Two kinds of experiments and their inference

This post is a continuation of sorts of my post the other day about using t-tests with experiments. I have been reading and researching all day, but I haven’t seen anybody really addressing the fact that there seem to be two different kinds of models for experiments that we treat the same, at least in AP Stats, but really aren’t. Two examples are given.

Experiment 1 – the “treatment causes a change” model

50 students are given caffeine pills and 50 students are given a placebo sugar pill. Both groups take a 100-point test. The placebo group scores an average of 75 with a SD of 9. The caffeine group scores an average of 79 with a SD of 11. Is this evidence that the caffeine led to a change in test scores for these students, on average?

Experiment 2 – the “which treatment is better” model

100 allergy-sufferers record the number of times they sneeze in a 24 hour period. Then 50 of them are given Claritin and 50 of them are given Zyrtec and asked to record the next 24 hours. The average user of Claritin had their sneeze level decrease by 28% with a standard deviation of 9%. The average user of Zyrtec had their sneeze level decrease by 33% with a standard deviation of 14%. Is there evidence that the treatments affect sneeze level differently for these participants on average?

Where I’m bugged

In AP Statistics, as far as I know, both of these experiments would be tackled the same way – with a 2-sample T-test. In both cases we would write our null hypothesis as “\mu_1=\mu_2” The p-value for both is less than 0.05, so in both cases we would declare sufficient evidence that there is a different in the treatments.

My problem is that these experiments really imply fundamentally different models for me. In the first problem,  the “control” response and the “treatment” response are fundamentally linked on an individual-by-individual basis. That is, a volunteer in the control group who gets a 98 on the test would almost certainly get a high grade in the treatment group as well. In this case, what we really mean our null hypothesis to be is “each individual would score the same whether they received the placebo or the caffeine.” This is a perfect opportunity for a permutation test. Permutation tests are awesome. They fit this model perfectly, they are easy to understand.
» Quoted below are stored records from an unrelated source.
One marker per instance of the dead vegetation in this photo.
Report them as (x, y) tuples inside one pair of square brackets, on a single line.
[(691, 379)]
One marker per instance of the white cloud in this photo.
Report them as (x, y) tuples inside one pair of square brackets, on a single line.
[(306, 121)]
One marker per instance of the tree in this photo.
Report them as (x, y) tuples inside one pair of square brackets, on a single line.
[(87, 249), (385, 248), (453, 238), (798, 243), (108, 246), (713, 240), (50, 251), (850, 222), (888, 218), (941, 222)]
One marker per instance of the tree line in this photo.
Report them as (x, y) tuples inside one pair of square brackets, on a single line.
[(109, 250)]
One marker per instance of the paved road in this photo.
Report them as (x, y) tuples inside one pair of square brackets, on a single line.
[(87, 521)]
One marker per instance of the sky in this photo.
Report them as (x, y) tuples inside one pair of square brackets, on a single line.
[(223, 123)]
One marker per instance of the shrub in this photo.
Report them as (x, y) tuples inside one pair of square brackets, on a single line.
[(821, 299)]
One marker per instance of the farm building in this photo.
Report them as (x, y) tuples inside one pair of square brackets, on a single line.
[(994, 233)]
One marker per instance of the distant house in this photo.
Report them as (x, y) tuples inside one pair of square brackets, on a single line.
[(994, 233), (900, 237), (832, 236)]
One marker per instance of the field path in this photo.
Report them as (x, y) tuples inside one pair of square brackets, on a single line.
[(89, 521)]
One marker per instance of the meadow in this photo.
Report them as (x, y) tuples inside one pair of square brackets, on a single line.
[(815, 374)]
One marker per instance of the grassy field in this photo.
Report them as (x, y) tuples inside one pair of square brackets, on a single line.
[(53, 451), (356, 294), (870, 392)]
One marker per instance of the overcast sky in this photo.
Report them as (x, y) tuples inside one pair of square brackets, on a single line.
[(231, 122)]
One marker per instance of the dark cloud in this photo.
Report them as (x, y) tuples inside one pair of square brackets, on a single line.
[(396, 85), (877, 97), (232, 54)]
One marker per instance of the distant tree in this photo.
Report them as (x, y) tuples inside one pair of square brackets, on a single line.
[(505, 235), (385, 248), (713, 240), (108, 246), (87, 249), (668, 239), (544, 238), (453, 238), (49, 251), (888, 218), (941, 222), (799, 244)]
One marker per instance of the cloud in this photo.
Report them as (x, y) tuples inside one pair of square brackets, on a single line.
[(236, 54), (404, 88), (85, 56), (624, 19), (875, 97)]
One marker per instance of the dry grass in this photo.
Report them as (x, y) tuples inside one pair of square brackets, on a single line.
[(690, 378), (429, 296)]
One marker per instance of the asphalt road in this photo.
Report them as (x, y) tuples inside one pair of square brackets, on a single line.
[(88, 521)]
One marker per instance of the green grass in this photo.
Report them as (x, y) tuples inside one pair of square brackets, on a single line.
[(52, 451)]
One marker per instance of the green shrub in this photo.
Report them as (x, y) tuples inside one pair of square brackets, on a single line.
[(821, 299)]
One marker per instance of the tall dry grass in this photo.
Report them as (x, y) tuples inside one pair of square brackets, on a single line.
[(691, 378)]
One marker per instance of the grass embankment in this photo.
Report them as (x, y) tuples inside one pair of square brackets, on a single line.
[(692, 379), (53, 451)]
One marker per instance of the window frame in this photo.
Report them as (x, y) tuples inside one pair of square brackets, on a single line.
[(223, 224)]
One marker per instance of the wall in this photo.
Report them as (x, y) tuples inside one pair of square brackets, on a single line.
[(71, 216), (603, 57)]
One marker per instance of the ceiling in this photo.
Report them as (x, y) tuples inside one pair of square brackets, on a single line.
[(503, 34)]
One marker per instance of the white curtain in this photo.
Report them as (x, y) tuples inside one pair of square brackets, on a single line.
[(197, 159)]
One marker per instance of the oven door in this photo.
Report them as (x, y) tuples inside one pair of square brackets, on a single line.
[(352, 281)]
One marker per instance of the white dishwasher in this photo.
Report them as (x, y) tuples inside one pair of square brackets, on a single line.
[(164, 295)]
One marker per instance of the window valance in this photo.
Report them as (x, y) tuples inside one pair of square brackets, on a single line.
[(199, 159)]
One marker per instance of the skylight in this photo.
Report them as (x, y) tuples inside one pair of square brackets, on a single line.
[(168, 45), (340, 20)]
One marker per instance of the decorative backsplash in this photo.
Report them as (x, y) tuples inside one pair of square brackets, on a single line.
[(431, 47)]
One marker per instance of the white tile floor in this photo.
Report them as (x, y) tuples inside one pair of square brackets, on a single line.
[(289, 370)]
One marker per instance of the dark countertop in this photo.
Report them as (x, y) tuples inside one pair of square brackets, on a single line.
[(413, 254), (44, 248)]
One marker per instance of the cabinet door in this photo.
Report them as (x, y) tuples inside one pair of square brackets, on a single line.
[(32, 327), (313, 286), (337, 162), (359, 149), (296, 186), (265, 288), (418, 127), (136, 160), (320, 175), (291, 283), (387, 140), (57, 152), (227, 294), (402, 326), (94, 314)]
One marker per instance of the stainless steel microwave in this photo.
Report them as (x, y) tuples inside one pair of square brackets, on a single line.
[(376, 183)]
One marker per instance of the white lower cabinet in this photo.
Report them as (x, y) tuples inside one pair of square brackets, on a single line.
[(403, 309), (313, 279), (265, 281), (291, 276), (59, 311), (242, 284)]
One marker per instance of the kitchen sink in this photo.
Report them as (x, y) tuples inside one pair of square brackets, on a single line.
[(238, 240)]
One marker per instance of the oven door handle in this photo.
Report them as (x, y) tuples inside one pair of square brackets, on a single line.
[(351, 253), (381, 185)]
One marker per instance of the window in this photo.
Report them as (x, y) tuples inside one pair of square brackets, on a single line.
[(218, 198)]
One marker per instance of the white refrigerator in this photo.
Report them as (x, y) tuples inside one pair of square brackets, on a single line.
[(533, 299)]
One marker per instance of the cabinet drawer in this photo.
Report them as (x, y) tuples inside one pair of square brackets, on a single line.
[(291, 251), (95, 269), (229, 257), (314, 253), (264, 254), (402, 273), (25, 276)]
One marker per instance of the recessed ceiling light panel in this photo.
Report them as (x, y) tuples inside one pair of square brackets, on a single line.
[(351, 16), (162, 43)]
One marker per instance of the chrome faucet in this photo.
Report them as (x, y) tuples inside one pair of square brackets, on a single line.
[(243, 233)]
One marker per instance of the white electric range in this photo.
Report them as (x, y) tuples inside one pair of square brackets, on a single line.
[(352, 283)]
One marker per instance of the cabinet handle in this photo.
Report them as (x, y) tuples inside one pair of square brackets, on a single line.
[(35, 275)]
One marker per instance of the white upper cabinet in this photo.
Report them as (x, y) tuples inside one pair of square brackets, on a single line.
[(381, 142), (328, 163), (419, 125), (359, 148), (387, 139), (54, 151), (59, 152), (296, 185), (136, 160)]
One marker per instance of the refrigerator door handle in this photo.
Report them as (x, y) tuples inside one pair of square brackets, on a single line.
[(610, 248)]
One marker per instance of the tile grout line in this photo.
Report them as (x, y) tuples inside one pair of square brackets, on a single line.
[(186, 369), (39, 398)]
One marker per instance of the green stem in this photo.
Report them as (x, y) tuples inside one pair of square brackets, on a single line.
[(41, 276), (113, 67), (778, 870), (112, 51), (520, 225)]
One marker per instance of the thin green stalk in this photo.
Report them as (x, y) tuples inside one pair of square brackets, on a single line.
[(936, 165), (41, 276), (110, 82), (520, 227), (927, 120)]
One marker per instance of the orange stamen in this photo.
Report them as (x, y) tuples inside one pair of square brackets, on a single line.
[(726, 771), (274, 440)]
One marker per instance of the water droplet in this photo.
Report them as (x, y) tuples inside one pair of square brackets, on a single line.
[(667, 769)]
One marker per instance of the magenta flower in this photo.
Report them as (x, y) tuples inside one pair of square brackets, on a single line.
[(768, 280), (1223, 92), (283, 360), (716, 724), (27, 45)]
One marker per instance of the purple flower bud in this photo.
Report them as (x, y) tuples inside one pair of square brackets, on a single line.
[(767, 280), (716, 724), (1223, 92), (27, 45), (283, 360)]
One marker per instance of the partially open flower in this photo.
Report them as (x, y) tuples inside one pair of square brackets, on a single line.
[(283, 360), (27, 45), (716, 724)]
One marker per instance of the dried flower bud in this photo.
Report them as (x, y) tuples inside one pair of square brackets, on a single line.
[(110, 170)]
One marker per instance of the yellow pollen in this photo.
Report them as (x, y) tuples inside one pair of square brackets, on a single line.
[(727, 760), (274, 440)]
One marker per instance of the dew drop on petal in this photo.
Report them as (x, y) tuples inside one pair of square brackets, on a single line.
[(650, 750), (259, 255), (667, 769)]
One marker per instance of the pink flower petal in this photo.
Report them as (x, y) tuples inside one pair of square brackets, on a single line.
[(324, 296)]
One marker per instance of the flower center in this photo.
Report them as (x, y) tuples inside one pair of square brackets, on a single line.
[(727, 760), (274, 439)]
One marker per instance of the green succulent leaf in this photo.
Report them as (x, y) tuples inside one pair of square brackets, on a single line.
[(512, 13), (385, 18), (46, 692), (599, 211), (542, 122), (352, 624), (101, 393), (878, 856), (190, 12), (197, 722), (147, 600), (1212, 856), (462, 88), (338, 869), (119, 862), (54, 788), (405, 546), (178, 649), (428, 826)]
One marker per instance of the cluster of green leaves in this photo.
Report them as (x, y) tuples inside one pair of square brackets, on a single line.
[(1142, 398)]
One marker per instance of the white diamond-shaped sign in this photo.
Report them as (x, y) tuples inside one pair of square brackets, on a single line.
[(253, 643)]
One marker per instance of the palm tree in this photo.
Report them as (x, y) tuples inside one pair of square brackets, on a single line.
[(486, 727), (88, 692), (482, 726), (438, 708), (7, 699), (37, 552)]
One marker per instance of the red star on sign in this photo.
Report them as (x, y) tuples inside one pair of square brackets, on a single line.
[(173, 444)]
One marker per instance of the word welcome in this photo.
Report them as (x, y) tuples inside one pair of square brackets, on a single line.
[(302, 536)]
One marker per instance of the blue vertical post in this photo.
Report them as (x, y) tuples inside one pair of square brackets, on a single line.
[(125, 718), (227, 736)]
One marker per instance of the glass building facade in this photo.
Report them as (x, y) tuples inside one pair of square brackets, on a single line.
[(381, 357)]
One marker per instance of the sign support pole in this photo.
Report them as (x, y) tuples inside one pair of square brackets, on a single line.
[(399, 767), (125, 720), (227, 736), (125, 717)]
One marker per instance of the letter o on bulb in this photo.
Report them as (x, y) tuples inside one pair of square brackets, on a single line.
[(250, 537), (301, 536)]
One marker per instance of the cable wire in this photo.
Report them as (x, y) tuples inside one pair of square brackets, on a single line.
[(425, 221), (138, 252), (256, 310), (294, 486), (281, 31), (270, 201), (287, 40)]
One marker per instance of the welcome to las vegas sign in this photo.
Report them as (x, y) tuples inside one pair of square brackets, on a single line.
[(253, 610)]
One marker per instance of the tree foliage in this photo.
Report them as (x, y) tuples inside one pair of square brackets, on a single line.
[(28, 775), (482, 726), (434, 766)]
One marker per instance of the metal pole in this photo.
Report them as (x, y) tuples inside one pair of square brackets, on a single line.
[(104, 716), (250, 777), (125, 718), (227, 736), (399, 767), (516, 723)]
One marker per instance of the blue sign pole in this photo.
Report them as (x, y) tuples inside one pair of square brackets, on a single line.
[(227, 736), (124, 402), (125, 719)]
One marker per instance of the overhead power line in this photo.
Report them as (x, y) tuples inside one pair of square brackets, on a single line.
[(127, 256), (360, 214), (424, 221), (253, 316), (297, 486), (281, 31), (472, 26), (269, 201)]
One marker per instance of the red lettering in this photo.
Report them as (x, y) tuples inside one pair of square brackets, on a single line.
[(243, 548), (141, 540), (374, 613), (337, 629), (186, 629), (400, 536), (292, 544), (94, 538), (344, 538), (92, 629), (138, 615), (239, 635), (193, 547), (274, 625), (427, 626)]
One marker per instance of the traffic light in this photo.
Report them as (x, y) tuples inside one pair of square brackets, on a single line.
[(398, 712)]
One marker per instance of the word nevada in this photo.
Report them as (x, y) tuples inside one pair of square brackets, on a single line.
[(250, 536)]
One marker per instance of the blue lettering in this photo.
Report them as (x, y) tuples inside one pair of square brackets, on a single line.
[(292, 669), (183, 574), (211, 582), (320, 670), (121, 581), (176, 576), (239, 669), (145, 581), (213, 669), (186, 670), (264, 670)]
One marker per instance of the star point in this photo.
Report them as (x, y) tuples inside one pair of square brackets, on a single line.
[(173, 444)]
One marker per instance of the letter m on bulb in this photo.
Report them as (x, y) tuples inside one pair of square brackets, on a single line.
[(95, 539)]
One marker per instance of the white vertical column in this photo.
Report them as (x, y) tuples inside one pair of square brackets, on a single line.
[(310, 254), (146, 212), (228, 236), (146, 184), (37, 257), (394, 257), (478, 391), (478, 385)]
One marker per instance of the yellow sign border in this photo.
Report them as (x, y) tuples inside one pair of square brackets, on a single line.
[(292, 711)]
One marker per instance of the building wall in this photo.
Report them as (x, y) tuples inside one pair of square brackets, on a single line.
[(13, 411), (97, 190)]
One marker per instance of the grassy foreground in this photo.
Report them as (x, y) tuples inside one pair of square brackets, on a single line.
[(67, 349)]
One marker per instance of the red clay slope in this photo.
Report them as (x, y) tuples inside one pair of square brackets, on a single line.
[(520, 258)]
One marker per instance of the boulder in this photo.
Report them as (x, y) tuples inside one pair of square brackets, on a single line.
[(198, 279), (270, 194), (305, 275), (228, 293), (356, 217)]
And in many cases where assumptions are met (not too crazy-skewed treatment data, decent sample sizes) a t-test p-value seems to match a permutation test almost perfectly. This connects back to my idea of the ‘randomization distribution’ in my last post, I’m pretty sure; in this case, the randomization distribution looks a lot like the sampling distribution made from a sampling situation with the same numbers.

The second problem, though, is a really different model in my mind. In this case, we have no reason to believe that a specific individual’s responses to the two variables are particularly linked. Claritin and Zyrtec are different medications and people respond differently to them. My wife responds better to Zyrtec than Claritin, while I am the opposite. This is expected. In this case, the null hypothesis we MEAN isn’t actually “a specific individual will respond to the same treatments” – it’s instead much closer to what we actually wrote, “the average response to Claritin would have been the same as the average response to Zyrtec among these participants if they had all received both medications, even though specific individuals might vary significantly.” A permutation test, in this case, doesn’t make sense; if I permute an individual to the other treatment I have no reason, under this null, to assume that specific individual would have the same result even if the null is true.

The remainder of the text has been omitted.